Synthetic data generation is not a local novelty, but a global trend. International studies have already shown that neural networks trained on high-quality artificial images can outperform models trained exclusively on real-world data in certain tasks. The key challenge lies in producing synthetic data that is both indistinguishable from reality and legally sound.

Here, the Russian project shows clear export potential. TUSUR’s technology enables data generation without violating copyright, a critical advantage for international companies facing lawsuits over the use of protected images in AI training. Autonomous transport, industrial quality control, and cybersecurity are likely to be among the first sectors to benefit from such solutions.

From the Lab to Industry

The project’s prospects extend far beyond university walls. Within state digitalization programs, including Priority 2030, the image factory could become a foundational infrastructure for dozens of Russian universities and enterprises.
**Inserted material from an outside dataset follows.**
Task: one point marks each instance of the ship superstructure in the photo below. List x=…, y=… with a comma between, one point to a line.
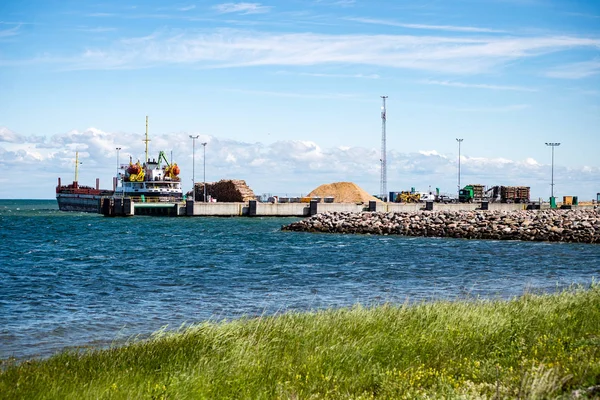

Consider the possibilities: a semiconductor plant trains quality-control systems on synthetic defects; emergency medical services model rare injuries to improve diagnostic algorithms; rescue agencies rehearse debris recognition after earthquakes. All of this becomes possible without endangering lives and without the multimillion-dollar costs of real data collection.

In the coming years, the Tomsk researchers’ work could evolve into a baseline platform for Russian AI – from research labs to commercial products. In an era when data has become the new oil, Russia is betting on its artificial production. That choice may prove not only a technological breakthrough, but a strategic advantage in the global AI race.